La vida naciente, don de Dios para la humanidad
Mario Iceta Gavicagogeascoa (Arzobispo de Burgos)
Queridos hermanos y hermanas:
Jesús, que es Palabra de Vida, lleva a su plenitud la vida y vocación de todo ser humano. Con el tiempo de Adviento abrazando su tercera semana, miramos a una nueva Navidad que se acerca para recordarnos –en espíritu y en verdad– la venida del Señor: un acontecimiento único, bañado de esperanza y de una perpetua abundancia (cf. Jn 10, 10).
«El Evangelio de la vida está en el centro del mensaje de Jesús». Con esta afirmación, que es el punto central de la carta encíclica Evangelium vitae, del Papa san Juan Pablo II, percibimos la indisoluble importancia de la vida naciente: don de Dios para la humanidad. En la aurora de la salvación, con el anuncio del nacimiento de Cristo Jesús en la ciudad de David (Lc 2, 10-11), descubrimos esta gran alegría que, como evoca el Santo Padre, «pone de manifiesto el sentido profundo de todo nacimiento humano». Una alegría mesiánica que «constituye el fundamento y la realización de la alegría por cada niño que nace».
El precioso don de la vida, que Dios confía a cada uno de sus hijos, exige que cada uno de nosotros «tome conciencia de su inestimable valor y lo acoja responsablemente», como relata la Instrucción Donum Vitae, de la Congregación para la Doctrina de la Fe sobre el respeto de la vida humana naciente y la dignidad de la procreación. La intervención de la Iglesia, en este campo como en otros, según manifiesta la carta, «se inspira en el amor que debe al hombre, al que ayuda a reconocer y a respetar sus derechos y sus deberes». Un amor que «se alimenta del manantial de la caridad de Cristo», a través de la contemplación del misterio del Verbo encarnado.
El Hijo de Dios, con su encarnación, «se ha unido, en cierto modo, con todo hombre» (Gaudium et spes, 22) para mostrar el amor infinito de Dios y el valor incalculable de cada persona humana.
En la presencia de Dios resplandecen todas las cosas, las visibles y las invisibles, y fuera de Él solo quedan vacíos y alboradas que se desvanecen. La vida humana, para quien se sabe don en manos del Creador, es condición de la vida eterna: «Todo el que vive y cree en mí, no morirá jamás» (Jn 11, 26). Por tanto, nosotros, que fuimos creados a imagen y semejanza suya, somos fruto del amor de Dios y solo Él tiene el poder de llamarnos a su presencia (cf. Dt 32, 39).
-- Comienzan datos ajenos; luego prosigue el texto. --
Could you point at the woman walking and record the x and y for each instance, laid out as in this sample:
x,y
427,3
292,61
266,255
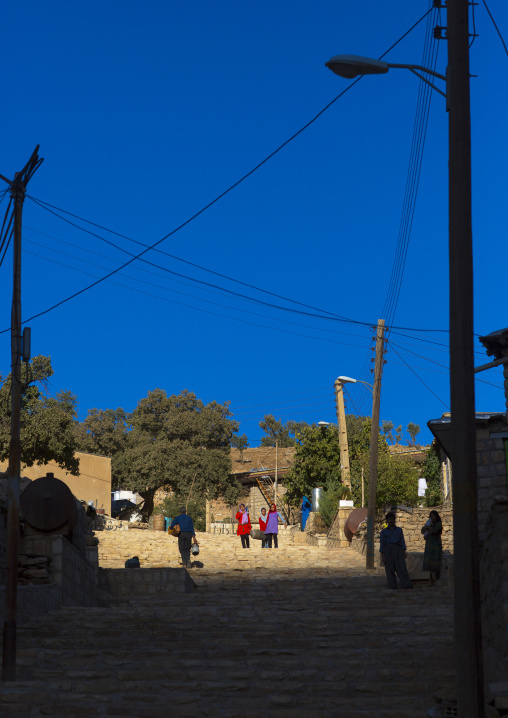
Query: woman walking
x,y
244,527
433,556
272,526
262,527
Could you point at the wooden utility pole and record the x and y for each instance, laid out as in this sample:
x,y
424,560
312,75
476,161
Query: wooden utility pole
x,y
276,470
374,434
363,490
208,518
468,634
341,422
17,189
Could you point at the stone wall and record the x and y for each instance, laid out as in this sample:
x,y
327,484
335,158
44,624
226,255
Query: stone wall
x,y
145,582
491,458
494,590
69,570
32,600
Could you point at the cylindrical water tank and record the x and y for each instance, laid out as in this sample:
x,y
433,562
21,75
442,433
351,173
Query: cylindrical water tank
x,y
316,497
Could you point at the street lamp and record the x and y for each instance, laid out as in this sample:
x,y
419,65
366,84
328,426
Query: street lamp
x,y
469,658
350,66
348,380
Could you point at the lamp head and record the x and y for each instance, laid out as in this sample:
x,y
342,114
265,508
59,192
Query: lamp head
x,y
350,66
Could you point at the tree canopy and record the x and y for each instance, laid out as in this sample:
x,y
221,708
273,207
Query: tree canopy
x,y
169,442
317,463
317,459
276,431
47,423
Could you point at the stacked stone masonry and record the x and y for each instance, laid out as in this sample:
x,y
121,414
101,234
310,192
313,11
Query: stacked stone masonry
x,y
494,590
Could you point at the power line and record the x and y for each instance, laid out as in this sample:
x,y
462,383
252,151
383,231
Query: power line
x,y
189,306
225,192
136,279
495,25
419,378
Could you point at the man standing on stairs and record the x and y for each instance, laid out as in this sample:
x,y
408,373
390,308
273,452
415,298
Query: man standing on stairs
x,y
186,537
393,553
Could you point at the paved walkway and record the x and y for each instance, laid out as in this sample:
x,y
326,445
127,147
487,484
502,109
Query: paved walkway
x,y
298,632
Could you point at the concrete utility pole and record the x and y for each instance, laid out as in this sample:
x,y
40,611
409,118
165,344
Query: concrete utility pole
x,y
341,421
468,634
374,434
208,516
18,189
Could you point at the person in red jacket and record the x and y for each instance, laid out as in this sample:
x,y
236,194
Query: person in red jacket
x,y
262,525
244,527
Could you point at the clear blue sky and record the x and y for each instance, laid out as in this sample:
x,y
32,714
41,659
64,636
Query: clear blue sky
x,y
145,113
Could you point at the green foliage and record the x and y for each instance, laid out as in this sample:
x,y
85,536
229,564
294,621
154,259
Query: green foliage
x,y
240,443
275,430
196,509
397,481
387,429
104,431
432,472
333,492
168,442
47,423
413,430
317,459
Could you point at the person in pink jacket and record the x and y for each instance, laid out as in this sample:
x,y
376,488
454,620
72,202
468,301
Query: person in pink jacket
x,y
272,526
244,527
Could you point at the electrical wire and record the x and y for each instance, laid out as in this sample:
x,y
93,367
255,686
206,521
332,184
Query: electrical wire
x,y
495,25
420,379
172,290
199,299
189,306
229,189
429,60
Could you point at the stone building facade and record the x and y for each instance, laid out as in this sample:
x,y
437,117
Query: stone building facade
x,y
93,482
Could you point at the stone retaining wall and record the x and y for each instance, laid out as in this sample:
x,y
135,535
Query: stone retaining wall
x,y
69,570
145,582
494,591
32,601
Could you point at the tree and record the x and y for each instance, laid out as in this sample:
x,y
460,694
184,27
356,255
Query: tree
x,y
173,441
432,473
397,480
240,443
47,423
333,492
275,430
413,430
317,460
387,429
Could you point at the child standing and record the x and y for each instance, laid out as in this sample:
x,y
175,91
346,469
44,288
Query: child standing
x,y
272,526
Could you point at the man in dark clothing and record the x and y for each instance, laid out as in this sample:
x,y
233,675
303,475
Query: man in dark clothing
x,y
186,536
393,554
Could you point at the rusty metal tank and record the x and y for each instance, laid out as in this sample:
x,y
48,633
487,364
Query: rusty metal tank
x,y
48,506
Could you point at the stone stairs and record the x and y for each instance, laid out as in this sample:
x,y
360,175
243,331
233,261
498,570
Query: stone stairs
x,y
297,632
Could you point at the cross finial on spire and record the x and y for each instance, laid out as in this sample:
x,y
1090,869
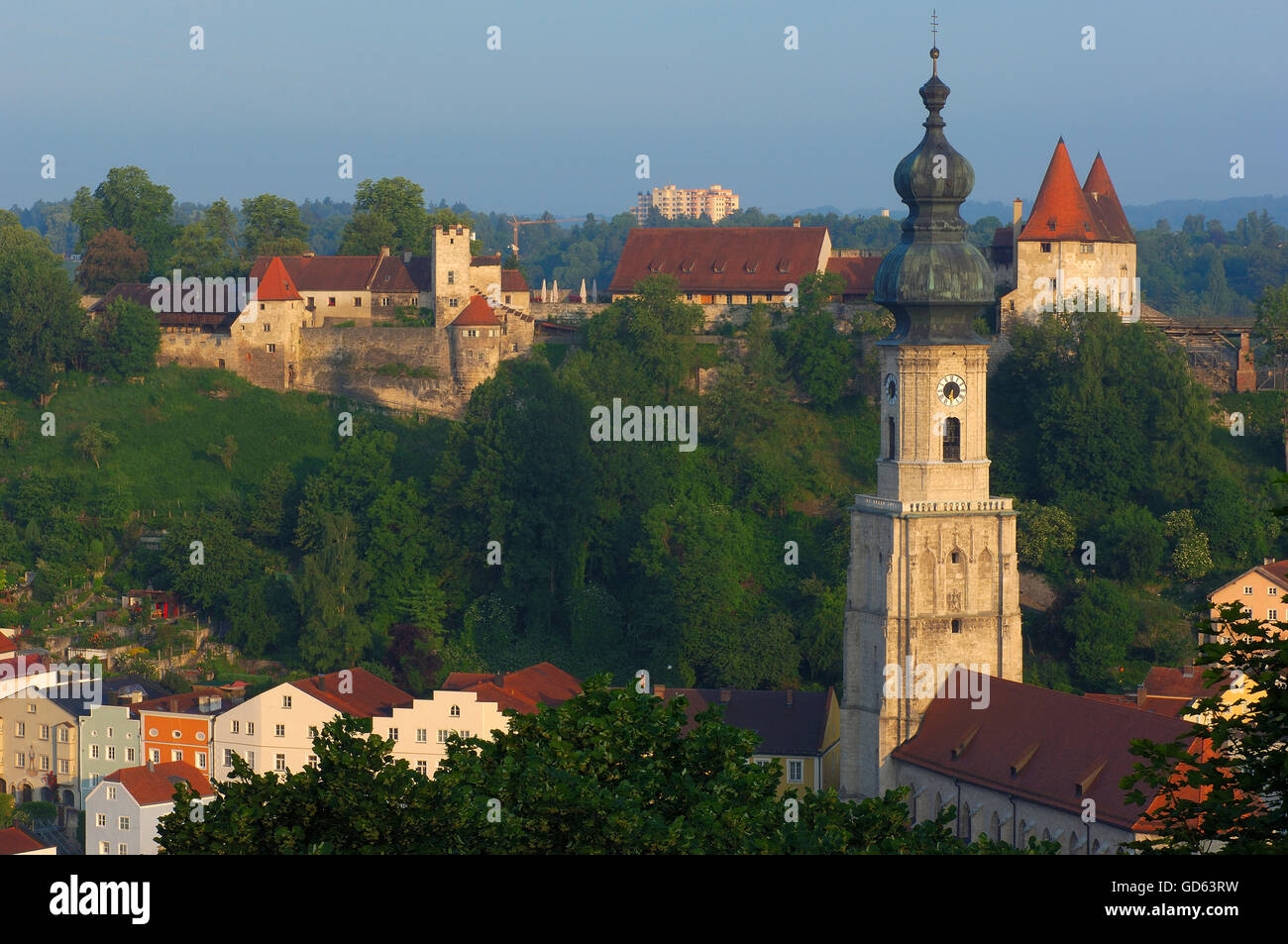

La sacralidad de la vida humana se fundamenta en cada uno de los estados de la existencia, desde la concepción en el seno materno hasta su término natural, en el momento de la muerte. Y este don, que recibimos gratuitamente de Dios a través de nuestros padres, eleva nuestra alma y nos recuerda que, como dice el salmista, «los que esperan en Dios no quedan defraudados» (Sal 24, 1-3).
El «sí» de María (cf. Lc 1,38) cuando ni siquiera encuentra sitio en el alojamiento donde reposar su cansancio nos abre los ojos a una confianza perpetua en Dios. De esta manera, nos hace partícipes de este sagrado don: «Yo he venido para que tengáis vida y la tengáis en abundancia» (Jn 10, 10).
La vida de Jesús se manifestó para que nosotros participáramos de ella (cf. 1 Jn 1, 2). Una vida naciente que es don, anuncio y regalo; y que nos llama – como escribe san Pablo en su Carta a los Romanos– a «reproducir su imagen» (Rm 8, 28-29) sin miedos ni complejos de acuerdo a la Tradición viva y el Magisterio de la Iglesia.
Por intercesión de la Virgen María, la Madre de todos los vivientes, le pedimos a Dios la gracia de acoger, servir, promover y amar toda vida humana, hasta que seamos capaces de profesar, como el salmista, que «la herencia del Señor son los hijos, recompensa el fruto de las entrañas» (Sal 127 126, 3).
Con gran afecto, os deseo un feliz tiempo de Adviento.